Let’s take a quick look at the Re-Listening project, where I am playing all of my old CDs in the car, in the order in which I acquired them. After this entry I’ll only be three discs behind!

Josh Joplin Group’s “Useful Music” was already an artifact by the time I picked it up at a used record shop. They’d originally released it in 1999 as Josh Joplin Band under the SMG Records label, and then again, with some new members, in 2001 by way of Artemis Records under their final name, Josh Joplin Group. (Big shakeups in nomenclature were an artistic signature around the turn of the century, you see.) This was Joplin’s sixth record, and so he was to become a nine-year overnight success.

It’s a radio friendly record, but didn’t get a lot of commercial support. Despite that, “Useful Music” hit number 22 on the Billboard Independent Albums chart. Three singles were rolled off, including the moderately successful, and altogether enjoyable, “Camera One.”

Odds are, if you ran across this Atlanta-based band, this was your first exposure. It quickly scooted to the top spot of the Triple A chart, which, at that time, was the most successful independent release ever. Soon after, that song was featured in an episode of Scrubs.

I don’t think I’ve ever seen that video, though.

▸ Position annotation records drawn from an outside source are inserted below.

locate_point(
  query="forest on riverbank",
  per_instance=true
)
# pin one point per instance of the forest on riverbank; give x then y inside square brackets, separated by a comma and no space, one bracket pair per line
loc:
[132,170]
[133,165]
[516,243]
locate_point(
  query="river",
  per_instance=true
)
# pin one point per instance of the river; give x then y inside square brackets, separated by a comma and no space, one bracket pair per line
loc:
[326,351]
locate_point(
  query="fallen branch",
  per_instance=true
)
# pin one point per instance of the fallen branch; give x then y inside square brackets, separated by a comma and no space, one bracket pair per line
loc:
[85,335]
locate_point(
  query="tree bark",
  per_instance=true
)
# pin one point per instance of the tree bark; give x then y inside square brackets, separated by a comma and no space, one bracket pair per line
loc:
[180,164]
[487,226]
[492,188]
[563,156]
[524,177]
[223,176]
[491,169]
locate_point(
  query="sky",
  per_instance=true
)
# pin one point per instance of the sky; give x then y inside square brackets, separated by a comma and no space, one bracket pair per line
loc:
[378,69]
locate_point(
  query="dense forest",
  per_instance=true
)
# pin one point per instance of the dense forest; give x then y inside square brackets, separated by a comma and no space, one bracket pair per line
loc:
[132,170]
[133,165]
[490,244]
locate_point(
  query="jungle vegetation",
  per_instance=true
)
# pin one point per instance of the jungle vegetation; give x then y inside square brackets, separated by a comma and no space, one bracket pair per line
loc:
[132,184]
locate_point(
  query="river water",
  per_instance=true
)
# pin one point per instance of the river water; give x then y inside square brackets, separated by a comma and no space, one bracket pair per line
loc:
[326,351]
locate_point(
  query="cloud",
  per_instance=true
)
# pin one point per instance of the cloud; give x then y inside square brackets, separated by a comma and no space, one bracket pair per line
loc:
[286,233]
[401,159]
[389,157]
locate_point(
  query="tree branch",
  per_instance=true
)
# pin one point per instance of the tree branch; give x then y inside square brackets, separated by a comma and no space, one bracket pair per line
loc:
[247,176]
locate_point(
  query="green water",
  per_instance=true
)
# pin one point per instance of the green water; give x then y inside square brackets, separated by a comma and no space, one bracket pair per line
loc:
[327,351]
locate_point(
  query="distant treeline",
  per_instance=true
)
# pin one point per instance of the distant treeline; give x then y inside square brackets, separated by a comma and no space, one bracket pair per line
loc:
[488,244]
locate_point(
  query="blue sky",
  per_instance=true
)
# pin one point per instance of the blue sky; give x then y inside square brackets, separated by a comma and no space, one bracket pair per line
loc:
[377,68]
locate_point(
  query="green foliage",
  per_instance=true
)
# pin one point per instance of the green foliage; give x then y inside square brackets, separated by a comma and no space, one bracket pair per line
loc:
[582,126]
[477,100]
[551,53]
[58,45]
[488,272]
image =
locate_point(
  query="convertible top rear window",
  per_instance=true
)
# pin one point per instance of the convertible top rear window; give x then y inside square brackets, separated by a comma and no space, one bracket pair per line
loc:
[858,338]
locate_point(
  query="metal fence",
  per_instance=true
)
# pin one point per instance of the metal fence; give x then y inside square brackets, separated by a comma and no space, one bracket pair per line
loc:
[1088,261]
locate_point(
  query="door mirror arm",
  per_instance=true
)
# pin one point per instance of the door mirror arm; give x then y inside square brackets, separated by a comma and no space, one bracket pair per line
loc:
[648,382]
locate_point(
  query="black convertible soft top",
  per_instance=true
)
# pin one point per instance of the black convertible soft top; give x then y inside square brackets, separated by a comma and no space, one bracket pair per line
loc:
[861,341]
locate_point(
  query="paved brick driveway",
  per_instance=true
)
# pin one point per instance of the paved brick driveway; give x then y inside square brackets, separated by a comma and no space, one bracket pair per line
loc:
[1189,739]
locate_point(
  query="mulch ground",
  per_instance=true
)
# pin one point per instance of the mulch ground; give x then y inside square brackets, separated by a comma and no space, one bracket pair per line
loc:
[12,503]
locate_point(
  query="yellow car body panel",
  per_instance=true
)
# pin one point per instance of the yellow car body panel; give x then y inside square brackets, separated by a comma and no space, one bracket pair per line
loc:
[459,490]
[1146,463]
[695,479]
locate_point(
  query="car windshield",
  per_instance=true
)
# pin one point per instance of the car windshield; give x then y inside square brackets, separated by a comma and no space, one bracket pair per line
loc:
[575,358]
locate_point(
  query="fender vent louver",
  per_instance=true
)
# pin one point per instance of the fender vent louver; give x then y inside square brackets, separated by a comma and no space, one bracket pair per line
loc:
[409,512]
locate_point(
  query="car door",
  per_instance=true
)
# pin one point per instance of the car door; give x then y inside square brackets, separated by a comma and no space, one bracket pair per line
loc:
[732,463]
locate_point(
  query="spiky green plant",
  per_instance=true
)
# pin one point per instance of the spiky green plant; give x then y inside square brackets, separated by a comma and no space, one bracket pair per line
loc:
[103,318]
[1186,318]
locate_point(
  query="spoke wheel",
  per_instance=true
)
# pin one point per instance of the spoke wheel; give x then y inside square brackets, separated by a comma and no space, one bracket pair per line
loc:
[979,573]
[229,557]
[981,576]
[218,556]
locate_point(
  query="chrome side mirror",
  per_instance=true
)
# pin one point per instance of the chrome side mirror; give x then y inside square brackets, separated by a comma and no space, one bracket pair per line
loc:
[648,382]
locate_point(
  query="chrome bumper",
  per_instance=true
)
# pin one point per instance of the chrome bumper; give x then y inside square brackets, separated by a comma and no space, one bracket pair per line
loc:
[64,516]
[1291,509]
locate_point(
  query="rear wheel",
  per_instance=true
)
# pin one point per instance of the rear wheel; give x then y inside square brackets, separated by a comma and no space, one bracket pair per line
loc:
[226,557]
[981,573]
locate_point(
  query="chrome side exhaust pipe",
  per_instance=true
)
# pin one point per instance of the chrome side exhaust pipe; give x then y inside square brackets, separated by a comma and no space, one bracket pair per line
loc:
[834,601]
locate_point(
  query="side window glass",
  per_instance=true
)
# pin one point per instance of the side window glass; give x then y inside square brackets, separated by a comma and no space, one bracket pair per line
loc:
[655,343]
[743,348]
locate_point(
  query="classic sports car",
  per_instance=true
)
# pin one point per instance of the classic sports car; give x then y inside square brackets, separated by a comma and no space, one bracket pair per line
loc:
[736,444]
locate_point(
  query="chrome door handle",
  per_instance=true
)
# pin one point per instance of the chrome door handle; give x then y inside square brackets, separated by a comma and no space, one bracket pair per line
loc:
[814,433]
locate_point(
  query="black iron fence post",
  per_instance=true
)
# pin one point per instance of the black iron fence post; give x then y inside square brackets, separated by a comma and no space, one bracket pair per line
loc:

He looks like an angry singer, which is a shame for what was ultimately an incredible AOR friendly record.

If you picked up this disc because you heard that song on the radio, this was the first track you heard when you loaded it in your player.

The second single got a lot of spins on what still passed for alt radio in the summer of 2001. And we were still referencing it this summer, which is pretty great good for a pop tune.

This is a perfectly little encapsulated post-grunge pop song, if you ask me. It is one of several songs on here I never really gave it’s due when I was listening to this a lot.

But then there’s this, which should have never been attempted. Nevertheless, it’s catchy in ways that defy convention. I was on a long straight country road on a sunny day when I heard this recently, and it stuck with me for days.

They released one more single, in December of 2001. And on the re-release, which is the disc I have, there’s an alternate version of the song featuring some new instrumentation and an orchestral accompaniment. And it changes the song, except for all of the places where it doesn’t. It was, and remains, intriguing. The thing is, I listen to this so rarely that I forget that this track closes the record, and so it’s a pleasant surprise almost every time.

The Wikipedia page tells me the Josh Joplin Group disbanded in 2002, which was before I picked this up (I’m contextually assuming I got this in the summer or fall of 2003) but that live performance above was from 2019. All told, Joplin has released 11 albums, most recently with the band Among the Oak & Ash, which also featured the great Garrison Starr. Here’s the newest thing he’s published on his YouTube channel, just four months ago.

It’s always nice to see people continuing to do what they love.

Like this grading I have to do now, for example.